Cybersecurity Specialist, Governance, Risks and Compliance

Company Description

Be part of the journey!

Our mission is to be the preferred airline of our customers and our team.

Open-mindedness, concern for others, intelligence at work and, above all, a healthy dose of fun enable us to achieve great things every day, such as becoming the first international tour operator to obtain Travelife certification for our commitment to sustainable tourism. We have also won the title of worlds best leisure airline several times over. And this is just the beginning.

Want to join us? As soon as youre hired, youll enjoy travel privileges to discover the world. Youll also have the opportunity to work in a modern, inspiring environment.

Job Description

As part of the GRC cybersecurity team, you will work closely with all business units to help Transat meet its compliance requirements.

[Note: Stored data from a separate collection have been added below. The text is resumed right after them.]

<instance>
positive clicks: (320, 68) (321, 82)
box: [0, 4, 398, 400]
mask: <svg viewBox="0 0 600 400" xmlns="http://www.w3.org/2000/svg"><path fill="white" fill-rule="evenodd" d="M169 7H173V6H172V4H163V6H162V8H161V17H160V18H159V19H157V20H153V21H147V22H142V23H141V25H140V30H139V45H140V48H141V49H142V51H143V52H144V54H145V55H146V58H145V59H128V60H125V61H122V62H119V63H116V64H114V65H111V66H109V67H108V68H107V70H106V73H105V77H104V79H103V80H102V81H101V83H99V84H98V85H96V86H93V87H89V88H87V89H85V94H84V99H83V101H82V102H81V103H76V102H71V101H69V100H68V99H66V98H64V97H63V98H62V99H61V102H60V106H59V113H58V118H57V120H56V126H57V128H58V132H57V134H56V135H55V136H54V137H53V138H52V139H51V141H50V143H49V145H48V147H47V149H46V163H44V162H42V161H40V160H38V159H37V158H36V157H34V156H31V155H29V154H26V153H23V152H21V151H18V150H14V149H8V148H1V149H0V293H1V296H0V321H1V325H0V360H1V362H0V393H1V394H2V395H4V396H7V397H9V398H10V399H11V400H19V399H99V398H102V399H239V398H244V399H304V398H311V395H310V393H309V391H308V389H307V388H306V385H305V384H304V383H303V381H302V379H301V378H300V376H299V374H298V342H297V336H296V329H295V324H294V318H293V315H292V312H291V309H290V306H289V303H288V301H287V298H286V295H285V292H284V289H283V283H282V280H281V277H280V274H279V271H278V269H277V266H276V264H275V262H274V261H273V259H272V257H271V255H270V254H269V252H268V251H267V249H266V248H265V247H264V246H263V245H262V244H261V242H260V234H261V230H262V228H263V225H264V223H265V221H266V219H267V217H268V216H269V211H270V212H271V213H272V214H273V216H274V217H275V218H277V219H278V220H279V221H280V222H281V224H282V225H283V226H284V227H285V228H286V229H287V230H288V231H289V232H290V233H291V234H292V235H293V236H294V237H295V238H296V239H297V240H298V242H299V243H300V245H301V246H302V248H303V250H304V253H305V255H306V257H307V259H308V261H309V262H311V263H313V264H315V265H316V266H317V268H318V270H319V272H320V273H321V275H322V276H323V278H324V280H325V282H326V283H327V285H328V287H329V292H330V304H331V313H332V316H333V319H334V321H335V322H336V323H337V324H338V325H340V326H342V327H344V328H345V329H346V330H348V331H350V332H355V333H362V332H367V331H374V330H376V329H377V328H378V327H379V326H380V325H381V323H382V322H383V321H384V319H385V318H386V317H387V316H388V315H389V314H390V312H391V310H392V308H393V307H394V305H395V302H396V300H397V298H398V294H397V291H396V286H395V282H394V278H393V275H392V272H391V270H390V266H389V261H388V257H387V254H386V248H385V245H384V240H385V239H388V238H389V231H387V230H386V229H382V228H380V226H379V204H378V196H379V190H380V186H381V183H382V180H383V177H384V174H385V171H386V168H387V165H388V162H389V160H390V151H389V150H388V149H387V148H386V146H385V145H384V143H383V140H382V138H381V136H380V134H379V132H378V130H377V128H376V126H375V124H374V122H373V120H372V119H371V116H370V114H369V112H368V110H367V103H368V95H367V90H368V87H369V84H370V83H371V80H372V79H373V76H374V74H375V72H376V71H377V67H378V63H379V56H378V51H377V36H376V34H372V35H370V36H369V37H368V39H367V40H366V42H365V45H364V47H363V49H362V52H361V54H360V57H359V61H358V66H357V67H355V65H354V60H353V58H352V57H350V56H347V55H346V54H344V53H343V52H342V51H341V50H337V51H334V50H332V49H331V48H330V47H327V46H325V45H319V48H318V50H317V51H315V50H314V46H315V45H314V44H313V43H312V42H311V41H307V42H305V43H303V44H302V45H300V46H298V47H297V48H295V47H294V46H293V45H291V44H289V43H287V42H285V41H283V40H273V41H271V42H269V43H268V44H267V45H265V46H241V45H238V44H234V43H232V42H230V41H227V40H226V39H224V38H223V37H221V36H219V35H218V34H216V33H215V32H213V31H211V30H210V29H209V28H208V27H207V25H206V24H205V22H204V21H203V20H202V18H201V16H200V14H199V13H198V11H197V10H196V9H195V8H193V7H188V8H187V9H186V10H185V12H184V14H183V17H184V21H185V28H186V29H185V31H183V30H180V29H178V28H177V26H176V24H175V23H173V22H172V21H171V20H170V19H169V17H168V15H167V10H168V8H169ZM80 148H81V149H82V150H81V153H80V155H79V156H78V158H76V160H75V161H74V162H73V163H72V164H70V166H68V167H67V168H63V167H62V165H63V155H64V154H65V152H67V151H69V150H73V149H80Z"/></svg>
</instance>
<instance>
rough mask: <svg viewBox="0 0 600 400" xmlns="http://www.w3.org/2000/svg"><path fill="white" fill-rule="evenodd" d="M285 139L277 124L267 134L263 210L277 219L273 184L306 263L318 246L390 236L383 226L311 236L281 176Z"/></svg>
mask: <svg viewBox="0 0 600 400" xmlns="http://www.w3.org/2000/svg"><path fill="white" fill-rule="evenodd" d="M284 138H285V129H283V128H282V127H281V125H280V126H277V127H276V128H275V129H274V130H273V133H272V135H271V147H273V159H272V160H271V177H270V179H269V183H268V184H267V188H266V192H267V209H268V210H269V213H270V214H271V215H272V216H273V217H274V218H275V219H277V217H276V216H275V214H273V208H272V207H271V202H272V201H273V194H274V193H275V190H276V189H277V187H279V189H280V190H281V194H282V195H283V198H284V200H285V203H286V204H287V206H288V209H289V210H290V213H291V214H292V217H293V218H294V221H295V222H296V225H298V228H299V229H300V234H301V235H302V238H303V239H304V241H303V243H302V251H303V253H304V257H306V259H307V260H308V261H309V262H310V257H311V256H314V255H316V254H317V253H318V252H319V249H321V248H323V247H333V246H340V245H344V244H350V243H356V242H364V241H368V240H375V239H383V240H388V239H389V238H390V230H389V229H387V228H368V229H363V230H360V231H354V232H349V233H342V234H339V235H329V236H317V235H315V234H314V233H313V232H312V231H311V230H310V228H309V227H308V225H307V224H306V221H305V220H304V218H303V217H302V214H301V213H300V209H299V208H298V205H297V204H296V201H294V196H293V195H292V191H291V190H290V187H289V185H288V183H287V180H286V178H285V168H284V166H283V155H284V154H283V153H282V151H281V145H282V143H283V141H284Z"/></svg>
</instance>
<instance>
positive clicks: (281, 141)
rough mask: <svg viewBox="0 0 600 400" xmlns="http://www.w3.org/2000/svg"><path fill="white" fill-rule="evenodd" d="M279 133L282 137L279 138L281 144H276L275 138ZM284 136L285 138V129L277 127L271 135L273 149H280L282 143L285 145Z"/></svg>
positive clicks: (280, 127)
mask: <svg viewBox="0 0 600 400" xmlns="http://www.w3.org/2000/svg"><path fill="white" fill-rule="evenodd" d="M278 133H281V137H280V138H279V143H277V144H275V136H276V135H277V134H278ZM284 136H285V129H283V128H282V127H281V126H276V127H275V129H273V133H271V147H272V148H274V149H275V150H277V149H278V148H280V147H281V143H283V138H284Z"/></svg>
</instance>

You will also help Transat identify and monitor the various business risks to which the company may be exposed.

If you feel like an orchestrator, you will be able to coordinate activities with the various internal stakeholders and service providers to ensure that the objectives of the cybersecurity program are met.

Responsabilites:

• Manage and respond to requests from business units to assess risks and provide cybersecurity recommendations;
• Acts as a mentor for the team and support less experienced colleagues to help them develop their skills;
• Collaborate with the Project Management Office to ensure that solutions comply with corporate security standards and policies and identify related activities;
• Develop and evolve the GRC practice to improve the effectiveness of the team;
• Participate in the definition of the cybersecurity strategy and program;
• Manage and carry out risk assessments at all levels: project, operational, third-parties;
• Act as an expert and advisor in the identification and planning of information security controls to be implemented in the organization;
• Participate in projects and the implementation of cybersecurity program solutions and controls;
• Ensure that security controls are applied as agreed and that evidences are maintained;
• Participate in investigation activities related to information systems;
• Participate in the production of reports and presentations for management;
• Act as an advisor to ensure compliance with regulations (PCI, IOSA, SOC 2, Bill 64, GDPR, etc.);
• Ensure a technological monitoring of available solutions and the evolution of best practices;
• Manage the development of the cybersecurity governance framework (strategy, program, policies, procedures, etc.).

Additional Information

Hybrid schedule, main workplace; 300 rue Léo-Pariseau, Montreal, H2X 4B3

LI-Hybrid

LI-CB1

Employment Equity

At Transat, we foster an environment where inclusiveness, respect and equity reign. We endeavour to build a workforce that reflects the diversity of our customers as well as the communities to which we travel. We encourage women, members of visible minorities, ethnic minorities, aboriginal peoples as well as people with disabilities to submit their candidacy. Transat will accommodate people with disabilities throughout the recruitment and selection process. If you require an accommodation, please contact us in order to work together in meeting adequately your needs.

Qualifications

Know-how:

• Holder of a bachelor's degree in computer science or equivalent and a minimum of 8 years of experience in cybersecurity;
• Mastery of cybersecurity concepts and best practices including standards such as NIST, CIS, ISO and architecture and infrastructure principles;
• Mastery of risk analysis concepts;
• Good knowledge of the main security platforms on the market;
• Knowledge of cybersecurity laws and compliances (PCI, GDPR, PIPEDA, etc.);
• Good understanding of external and internal attack techniques;
• Good judgment in assessing risks and threats;
• Recognized cybersecurity certification such as CISSP, CISA, CISM, GIAC (or equivalent).

Interpersonal skills:

• Rigorous, responsible and respectful;
• Ability to work in a team, under pressure and independently;
• Ability to work remotely: work in hybrid mode (office and home);
• Knowledge of oral and written French*

*A good knowledge of French is required for positions in Quebec. The incumbent will be required to communicate and collaborate frequently in English, both orally and in writing, with colleagues, customers, and other stakeholders in Quebec, the rest of Canada, and internationally.